Les pérégrinations d'une main coupée. Incroyable.

Les pérégrinations d'une main coupée. Incroyable.

A mon corps défendant, à corps perdu, corps et âme, et encore et encore

Bref ceci est mon corps, servez vous . Livré en pâture à la vindicte populaire, le corps est devenu la seule part visible des individus que nous sommes. Allongés sur des lits médicalisés, floutés pour en préserver l'anonymat et ne pas vous faire gerber, voire dans dans des sacs en plastique. L'image du corps  est désormais classée X , ignominieuse, mais présente sur tous les écrans dès lors qu'on veut aborder la sanction qui vous pend au nez si vous n'obtempérez pas aux consignes de couvre-feu.

C'est donc en chair et en os qu'est réduit ce corps, une réalité que rabâche la science (le corps médical en lambeau) maladroitement dans les micros tendus par une  presse frénétique, évacuant de façon drastique les versants symbolique et imaginaire, ceux là-même qui t'offrent le reflet dans le miroir. Il y a longtemps que tu n'as pas mis les pieds chez le coiffeur ?

T'as de beaux yeux tu sais.

 

Voici le 1er tutoriel pour travailler le regard derrière ton masque

Un certain regard.

Il va falloir faire preuve d'expressivité oculaire, si l'on veut être compris par son prochain. Soigner ses tics, sa conjonctivite, et que dire du léger strabisme qui faisait votre charme jusque là, cette coquetterie qu'on prenait pour une invitation.

Avec un peu d'entrainement, il se peut que l'on parvienne a concentrer sur nos yeux musclés une partie de notre mimique habituelle, assez redondante il faut bien le dire. Apprenons le stoïcisme à la japonaise, à cligner des yeux au ralenti, à économiser notre orbiculaire, façon gros plan de western spaghetti

Le regard de Charles Bronson ...

Plein phares 

Je vous ai à l'oeil, et il me semble que vous avez le mauvais oeil.
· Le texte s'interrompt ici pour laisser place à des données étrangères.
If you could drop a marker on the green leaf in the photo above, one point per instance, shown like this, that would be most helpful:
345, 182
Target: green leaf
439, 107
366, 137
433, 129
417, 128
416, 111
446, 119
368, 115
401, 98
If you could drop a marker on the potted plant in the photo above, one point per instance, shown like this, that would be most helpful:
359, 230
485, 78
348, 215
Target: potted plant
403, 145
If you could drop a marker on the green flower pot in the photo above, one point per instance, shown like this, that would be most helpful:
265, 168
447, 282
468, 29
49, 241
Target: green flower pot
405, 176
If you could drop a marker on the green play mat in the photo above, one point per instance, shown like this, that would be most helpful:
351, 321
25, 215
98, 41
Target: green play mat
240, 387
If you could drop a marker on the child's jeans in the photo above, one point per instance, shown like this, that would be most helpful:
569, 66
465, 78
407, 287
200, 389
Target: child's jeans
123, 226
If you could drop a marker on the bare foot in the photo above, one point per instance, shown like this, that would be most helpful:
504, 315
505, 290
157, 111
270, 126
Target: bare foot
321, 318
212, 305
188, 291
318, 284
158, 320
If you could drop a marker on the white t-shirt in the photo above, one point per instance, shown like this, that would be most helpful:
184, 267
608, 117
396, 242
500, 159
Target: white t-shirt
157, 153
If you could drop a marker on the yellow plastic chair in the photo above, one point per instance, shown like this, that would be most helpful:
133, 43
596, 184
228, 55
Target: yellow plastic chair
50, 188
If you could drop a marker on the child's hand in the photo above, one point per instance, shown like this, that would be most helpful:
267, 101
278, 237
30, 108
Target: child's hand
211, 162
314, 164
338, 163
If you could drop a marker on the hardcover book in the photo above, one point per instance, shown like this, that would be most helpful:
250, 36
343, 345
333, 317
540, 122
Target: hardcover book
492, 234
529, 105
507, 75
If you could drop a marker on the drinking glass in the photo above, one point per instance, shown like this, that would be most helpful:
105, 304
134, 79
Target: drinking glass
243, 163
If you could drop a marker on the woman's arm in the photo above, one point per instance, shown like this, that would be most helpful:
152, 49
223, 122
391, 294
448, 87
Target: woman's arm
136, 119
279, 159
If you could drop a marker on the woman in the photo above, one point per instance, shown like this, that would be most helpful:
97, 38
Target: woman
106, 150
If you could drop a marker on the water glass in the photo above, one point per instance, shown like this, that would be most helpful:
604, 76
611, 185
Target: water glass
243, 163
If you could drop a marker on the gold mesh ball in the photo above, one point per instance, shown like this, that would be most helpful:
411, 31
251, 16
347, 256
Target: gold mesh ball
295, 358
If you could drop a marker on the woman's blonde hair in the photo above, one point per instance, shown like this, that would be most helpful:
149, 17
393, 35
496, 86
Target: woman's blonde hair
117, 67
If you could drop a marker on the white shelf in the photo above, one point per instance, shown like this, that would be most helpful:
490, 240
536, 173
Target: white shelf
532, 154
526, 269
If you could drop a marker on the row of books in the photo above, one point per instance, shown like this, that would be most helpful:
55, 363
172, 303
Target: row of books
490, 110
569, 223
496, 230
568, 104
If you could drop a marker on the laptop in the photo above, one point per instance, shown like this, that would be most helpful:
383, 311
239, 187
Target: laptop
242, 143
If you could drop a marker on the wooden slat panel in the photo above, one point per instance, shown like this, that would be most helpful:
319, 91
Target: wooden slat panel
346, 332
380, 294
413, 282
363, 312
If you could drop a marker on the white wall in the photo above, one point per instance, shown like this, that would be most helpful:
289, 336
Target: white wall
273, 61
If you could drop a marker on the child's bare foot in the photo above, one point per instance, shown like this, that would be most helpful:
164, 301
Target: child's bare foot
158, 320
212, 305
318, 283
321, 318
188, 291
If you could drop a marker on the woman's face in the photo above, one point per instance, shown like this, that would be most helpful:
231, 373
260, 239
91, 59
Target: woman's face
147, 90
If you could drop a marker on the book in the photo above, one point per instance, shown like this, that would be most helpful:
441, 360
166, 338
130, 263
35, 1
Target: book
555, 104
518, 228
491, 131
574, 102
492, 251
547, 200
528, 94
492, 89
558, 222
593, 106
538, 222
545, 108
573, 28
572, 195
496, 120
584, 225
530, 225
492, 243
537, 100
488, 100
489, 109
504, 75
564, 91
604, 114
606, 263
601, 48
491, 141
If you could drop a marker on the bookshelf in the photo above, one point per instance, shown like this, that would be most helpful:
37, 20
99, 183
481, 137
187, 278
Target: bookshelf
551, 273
Un diagnostic au premier coup d'oeil, en salle de réa, du toubib derrière son masque, constatant la mydriase de celui ou celle qui vient de disparaitre des écrans des moniteurs en rejoignant le compteur du soir à la télé. Deux regards qui ne se croiseront plus, si tant est que dans ces conditions le dialogue puisse avoir lieu. Un corps morcelé, réduit à des constantes, à la menace qu'il véhicule, aux facteurs de risque qu'il trimballe, c'est à la fois une grande frustration, mais aussi un moyen de garder son sang froid pour le soignant opiniâtre. Prendre de la hauteur, avec parfois le risque d'un atterrissage en catastrophe, c'est aussi un moyen de s'échapper du carcan des maîtres à penser, et leurs recommandations bien calibrées.

Mobile army surgical hospital  MASH 1971. Robert Altman.

Mobile army surgical hospital MASH 1971. Robert Altman.

Peur primale.

Comment va-t-on pouvoir reconnaitre les autres ? On sait pourtant désormais , depuis 2017, que 205 neurones localisés dans le cortex temporal inférieur sont dévolus à cette fonction . Étude chez le macaque, confronté à un algorythme, qui obtient des reconstitutions de visage bluffantes."C'est un travail impressionnant et une avancée importante. Cela étant, il ne faut pas occulter la contribution de la mémoire dans le processus, qui semble avoir une place importante, puisque notre cerveau reconnaît d'autant plus facilement et rapidement un visage que celui-ci est familier", explique Fadila Hadj-Bouziane (Inserm, CNRS, Centre de recherche en neurosciences de Lyon).

Serons-nous tous atteints de prosopagnosie ? La reconnaissance faciale dont les cameras de tous les pays sont équipées risquent bien de souffrir de ce trouble, dont on sait encore peu de choses. Les patients ne parvenant pas toujours à se reconnaitre eux-même dans le miroir, échafaudent (leur cerveau) des stratégies compensatrices, que nous allons bien finir par adopter face à la multitude masquée.

La peur des clowns, la coulrophobie, partagerait le même mécanisme. La peinture blanche sur le visage effacerait les traits réels du clown dont le visage ne serait pas reconnu par les phobiques, qui flipperaient aussi sec. 

La loi n°2010-1192 du  interdisant la dissimulation du visage dans l'espace public,  ne concerne donc que le niquab, pas le kleenex avec des bretelles made in China ? Pas pour des motifs religieux, mais bien des preuves scientifiques de haut niveau, on a eu peur un moment.

Mais la peur n'évite pas le danger. Il y a toujours un tueur fou en liberté... pour nous terroriser.